Private Networked Federated Learning for Nonsmooth Objectives

TL;DR

This paper introduces a privacy-preserving federated learning algorithm for nonsmooth objectives using zCDP, combining ADMM with noise perturbation to ensure confidentiality and convergence guarantees.

Contribution

It develops a novel federated learning method that guarantees privacy with zCDP while effectively handling nonsmooth, non-strongly convex problems using ADMM.

Findings

Achieves a favorable privacy-accuracy trade-off.

Proves convergence to the exact solution.

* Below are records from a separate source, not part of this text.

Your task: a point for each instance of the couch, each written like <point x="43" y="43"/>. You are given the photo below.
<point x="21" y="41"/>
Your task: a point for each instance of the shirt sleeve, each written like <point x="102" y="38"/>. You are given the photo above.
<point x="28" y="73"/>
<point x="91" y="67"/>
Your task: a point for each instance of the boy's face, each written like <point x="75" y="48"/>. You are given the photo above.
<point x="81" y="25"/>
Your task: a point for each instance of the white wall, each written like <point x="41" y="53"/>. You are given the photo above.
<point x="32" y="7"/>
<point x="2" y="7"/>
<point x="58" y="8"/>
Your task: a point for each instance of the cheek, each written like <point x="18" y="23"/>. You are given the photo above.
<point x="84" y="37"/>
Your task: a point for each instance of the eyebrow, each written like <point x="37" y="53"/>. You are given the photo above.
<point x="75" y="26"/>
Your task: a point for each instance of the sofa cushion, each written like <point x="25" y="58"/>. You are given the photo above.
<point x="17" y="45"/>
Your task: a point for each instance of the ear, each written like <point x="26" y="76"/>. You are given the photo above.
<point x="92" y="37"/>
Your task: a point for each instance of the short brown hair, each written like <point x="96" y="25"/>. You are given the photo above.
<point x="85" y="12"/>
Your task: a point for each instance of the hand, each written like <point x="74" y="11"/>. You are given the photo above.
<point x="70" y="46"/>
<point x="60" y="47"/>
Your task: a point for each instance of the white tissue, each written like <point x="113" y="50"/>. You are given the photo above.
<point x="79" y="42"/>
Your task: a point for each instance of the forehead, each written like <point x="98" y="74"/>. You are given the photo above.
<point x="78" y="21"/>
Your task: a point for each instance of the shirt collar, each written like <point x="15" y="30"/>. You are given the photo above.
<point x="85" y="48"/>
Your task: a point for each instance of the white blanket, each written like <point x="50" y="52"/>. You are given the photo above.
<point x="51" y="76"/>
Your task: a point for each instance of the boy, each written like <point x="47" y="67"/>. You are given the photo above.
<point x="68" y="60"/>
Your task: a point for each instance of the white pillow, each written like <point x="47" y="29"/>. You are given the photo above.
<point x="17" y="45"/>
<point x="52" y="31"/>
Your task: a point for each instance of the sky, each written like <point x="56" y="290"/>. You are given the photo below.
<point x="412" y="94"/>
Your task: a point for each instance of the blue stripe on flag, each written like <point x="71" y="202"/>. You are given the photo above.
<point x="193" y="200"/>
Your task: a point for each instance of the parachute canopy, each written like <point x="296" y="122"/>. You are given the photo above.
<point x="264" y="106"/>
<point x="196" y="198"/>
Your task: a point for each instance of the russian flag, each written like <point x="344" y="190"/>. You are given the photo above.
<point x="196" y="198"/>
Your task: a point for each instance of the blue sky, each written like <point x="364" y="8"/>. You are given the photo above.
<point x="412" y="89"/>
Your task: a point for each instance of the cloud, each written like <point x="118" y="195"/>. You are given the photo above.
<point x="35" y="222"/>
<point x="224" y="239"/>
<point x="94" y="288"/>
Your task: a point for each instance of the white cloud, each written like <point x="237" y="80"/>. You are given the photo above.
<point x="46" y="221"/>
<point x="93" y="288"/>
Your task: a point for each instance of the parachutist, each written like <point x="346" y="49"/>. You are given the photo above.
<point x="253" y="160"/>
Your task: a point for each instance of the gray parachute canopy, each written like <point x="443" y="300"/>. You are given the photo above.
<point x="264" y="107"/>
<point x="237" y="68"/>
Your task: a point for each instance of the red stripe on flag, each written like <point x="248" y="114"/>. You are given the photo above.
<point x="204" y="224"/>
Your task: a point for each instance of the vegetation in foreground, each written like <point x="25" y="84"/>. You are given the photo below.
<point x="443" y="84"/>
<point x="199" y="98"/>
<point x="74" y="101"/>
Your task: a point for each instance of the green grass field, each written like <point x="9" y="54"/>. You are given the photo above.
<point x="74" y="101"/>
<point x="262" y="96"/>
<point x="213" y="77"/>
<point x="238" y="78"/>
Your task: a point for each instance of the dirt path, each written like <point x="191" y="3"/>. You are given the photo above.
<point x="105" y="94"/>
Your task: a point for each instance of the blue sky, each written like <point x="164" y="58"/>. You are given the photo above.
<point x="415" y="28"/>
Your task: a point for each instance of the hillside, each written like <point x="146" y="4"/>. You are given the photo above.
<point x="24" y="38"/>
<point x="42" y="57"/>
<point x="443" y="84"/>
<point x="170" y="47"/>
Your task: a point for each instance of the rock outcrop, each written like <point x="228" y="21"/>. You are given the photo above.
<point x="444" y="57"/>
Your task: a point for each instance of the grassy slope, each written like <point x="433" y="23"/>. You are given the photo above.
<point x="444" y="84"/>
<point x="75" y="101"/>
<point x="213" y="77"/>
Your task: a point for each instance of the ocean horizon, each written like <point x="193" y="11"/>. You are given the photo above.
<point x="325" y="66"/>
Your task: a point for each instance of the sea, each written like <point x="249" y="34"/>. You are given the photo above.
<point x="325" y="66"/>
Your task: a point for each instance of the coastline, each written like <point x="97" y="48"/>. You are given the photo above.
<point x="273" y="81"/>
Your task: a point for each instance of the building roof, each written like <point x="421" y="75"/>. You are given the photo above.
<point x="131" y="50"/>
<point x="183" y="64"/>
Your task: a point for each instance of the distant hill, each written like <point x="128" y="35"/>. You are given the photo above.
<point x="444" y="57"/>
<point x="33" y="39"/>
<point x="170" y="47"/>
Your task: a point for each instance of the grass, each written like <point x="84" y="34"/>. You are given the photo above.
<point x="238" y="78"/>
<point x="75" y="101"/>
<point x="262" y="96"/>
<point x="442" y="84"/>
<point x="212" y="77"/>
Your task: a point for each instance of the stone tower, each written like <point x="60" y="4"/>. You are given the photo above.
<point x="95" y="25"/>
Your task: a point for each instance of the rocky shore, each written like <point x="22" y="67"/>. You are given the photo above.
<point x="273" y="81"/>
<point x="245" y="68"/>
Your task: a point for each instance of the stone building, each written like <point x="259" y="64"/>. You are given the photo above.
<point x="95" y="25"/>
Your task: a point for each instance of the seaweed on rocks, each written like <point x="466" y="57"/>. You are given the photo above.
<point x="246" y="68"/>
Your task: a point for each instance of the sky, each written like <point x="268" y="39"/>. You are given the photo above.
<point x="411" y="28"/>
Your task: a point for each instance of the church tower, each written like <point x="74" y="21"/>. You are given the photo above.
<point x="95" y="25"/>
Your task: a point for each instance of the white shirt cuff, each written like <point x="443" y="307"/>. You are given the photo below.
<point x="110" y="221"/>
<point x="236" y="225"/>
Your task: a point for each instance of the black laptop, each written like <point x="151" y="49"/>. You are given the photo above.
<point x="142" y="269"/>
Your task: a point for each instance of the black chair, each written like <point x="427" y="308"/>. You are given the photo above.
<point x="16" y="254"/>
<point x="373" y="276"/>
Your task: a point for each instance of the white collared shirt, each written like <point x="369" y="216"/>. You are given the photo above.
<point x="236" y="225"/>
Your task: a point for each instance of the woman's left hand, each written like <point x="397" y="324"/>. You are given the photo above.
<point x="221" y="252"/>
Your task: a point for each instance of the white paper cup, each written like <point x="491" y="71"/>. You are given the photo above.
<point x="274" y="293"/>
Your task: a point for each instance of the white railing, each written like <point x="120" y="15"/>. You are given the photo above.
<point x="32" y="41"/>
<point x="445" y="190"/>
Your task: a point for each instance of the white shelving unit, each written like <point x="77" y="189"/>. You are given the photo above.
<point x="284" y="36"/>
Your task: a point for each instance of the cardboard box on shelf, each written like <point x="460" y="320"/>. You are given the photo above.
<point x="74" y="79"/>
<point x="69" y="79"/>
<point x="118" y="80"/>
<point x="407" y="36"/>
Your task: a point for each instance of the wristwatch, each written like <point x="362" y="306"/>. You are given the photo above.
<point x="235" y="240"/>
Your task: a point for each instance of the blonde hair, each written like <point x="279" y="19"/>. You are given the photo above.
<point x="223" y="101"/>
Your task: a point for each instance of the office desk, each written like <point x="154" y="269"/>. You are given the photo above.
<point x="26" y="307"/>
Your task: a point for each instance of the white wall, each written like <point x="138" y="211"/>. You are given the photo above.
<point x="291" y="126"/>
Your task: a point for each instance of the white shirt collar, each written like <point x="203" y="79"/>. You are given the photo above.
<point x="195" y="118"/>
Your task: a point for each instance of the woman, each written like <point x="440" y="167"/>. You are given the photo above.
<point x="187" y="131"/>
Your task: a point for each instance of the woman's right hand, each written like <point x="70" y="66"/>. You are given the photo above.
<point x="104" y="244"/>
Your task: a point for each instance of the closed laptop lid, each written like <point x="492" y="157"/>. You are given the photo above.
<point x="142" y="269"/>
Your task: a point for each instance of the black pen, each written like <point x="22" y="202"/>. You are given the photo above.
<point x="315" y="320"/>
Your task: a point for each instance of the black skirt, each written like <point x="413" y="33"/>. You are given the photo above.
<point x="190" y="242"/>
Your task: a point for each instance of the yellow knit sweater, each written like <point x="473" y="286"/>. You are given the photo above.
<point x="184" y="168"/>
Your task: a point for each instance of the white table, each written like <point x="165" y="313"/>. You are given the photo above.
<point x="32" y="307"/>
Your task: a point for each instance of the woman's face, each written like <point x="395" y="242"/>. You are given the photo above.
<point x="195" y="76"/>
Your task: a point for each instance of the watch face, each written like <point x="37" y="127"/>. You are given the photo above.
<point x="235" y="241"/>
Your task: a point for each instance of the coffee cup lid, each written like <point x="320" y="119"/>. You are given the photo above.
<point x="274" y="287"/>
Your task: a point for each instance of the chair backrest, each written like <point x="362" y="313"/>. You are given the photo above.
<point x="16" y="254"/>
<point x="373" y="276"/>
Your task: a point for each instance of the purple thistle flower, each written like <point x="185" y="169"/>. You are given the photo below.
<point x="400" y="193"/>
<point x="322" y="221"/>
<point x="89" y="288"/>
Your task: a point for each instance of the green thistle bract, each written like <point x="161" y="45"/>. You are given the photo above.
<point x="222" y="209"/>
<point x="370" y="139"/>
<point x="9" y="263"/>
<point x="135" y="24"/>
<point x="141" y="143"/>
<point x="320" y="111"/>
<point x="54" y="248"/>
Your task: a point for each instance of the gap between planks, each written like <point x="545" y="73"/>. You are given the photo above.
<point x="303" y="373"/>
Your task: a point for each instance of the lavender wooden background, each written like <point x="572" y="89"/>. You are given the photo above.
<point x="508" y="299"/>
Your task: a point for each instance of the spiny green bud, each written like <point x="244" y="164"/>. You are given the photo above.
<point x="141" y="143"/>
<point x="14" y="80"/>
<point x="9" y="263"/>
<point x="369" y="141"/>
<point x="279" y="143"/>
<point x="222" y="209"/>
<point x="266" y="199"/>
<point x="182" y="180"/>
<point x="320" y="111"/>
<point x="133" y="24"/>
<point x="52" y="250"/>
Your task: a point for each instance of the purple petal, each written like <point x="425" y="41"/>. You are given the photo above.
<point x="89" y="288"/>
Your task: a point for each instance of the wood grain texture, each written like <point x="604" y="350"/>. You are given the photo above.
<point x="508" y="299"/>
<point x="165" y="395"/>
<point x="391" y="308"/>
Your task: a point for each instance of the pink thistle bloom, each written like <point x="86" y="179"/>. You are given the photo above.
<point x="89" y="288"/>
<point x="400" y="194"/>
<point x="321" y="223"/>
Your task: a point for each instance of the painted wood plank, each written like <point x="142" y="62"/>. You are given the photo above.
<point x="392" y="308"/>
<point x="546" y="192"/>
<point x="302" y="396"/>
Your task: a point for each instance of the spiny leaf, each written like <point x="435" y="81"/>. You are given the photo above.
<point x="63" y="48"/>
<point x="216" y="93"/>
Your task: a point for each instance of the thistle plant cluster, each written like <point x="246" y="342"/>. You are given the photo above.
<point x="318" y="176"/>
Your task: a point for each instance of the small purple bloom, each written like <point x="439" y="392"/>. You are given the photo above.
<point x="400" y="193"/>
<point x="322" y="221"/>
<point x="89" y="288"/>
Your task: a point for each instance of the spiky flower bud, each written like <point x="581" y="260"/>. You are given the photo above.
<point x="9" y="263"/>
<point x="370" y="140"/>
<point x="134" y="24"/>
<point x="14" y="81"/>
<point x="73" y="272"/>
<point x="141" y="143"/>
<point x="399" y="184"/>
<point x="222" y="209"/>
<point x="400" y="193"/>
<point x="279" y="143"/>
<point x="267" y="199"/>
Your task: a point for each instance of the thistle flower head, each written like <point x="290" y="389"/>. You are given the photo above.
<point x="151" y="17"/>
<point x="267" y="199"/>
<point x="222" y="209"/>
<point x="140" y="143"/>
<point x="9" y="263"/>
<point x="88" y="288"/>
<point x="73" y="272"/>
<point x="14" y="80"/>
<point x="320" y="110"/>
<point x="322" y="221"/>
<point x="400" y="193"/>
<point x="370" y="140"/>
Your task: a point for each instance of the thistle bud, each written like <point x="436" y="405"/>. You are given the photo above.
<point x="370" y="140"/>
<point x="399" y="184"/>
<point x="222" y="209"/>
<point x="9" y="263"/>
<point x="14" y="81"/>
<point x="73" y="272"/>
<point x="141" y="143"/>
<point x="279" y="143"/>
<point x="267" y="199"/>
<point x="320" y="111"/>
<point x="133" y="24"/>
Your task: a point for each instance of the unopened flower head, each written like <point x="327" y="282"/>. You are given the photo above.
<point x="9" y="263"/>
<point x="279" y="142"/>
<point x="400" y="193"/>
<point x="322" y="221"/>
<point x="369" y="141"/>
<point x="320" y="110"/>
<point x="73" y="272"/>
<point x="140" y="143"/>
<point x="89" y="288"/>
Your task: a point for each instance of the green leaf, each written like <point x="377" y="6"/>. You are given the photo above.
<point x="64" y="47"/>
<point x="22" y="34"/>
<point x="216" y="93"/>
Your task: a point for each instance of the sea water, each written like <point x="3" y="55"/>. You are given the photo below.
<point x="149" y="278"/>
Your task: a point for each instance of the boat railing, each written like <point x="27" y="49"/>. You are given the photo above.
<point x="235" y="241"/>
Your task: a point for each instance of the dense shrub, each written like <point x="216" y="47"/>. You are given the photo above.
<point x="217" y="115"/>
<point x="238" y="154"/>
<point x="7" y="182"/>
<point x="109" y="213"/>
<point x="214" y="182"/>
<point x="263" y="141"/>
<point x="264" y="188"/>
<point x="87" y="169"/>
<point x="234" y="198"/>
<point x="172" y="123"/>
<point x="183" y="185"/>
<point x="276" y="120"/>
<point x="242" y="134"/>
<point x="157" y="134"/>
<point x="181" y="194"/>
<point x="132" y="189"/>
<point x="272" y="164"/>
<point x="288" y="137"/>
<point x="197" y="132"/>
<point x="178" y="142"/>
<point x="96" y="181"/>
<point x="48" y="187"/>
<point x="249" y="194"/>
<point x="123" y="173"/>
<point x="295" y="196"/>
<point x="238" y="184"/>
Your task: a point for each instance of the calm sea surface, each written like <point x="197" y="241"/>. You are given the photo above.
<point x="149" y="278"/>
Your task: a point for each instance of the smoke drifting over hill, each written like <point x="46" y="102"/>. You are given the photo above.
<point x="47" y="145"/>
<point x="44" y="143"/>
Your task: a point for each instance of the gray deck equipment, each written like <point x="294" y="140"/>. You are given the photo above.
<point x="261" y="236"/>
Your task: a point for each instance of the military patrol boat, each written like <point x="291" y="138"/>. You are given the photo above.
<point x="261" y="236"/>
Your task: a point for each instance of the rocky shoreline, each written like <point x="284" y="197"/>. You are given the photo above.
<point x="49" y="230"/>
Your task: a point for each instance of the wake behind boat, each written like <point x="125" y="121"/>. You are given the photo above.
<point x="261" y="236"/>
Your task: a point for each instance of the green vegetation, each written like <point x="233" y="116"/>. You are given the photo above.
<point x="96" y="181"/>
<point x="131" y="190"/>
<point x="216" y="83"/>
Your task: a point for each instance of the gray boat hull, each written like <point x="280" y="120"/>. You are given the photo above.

Demonstrates effectiveness through numerical simulations.

Abstract

This paper develops a networked federated learning algorithm to solve nonsmooth objective functions. To guarantee the confidentiality of the participants with respect to each other and potential eavesdroppers, we use the zero-concentrated differential privacy notion (zCDP). Privacy is achieved by perturbing the outcome of the computation at each client with a variance-decreasing Gaussian noise. ZCDP allows for better accuracy than the conventional $(\epsilon, \delta)$-DP and stronger guarantees than the more recent R\'enyi-DP by assuming adversaries aggregate all the exchanged messages. The proposed algorithm relies on the distributed Alternating Direction Method of Multipliers (ADMM) and uses the approximation of the augmented Lagrangian to handle nonsmooth objective functions. The developed private networked federated learning algorithm has a competitive privacy accuracy trade-off and handles nonsmooth and non-strongly convex problems. We provide complete theoretical proof for the privacy guarantees and the algorithm's convergence to the exact solution. We also prove under additional assumptions that the algorithm converges in $O(1/n)$ ADMM iterations. Finally, we observe the performance of the algorithm in a series of numerical simulations.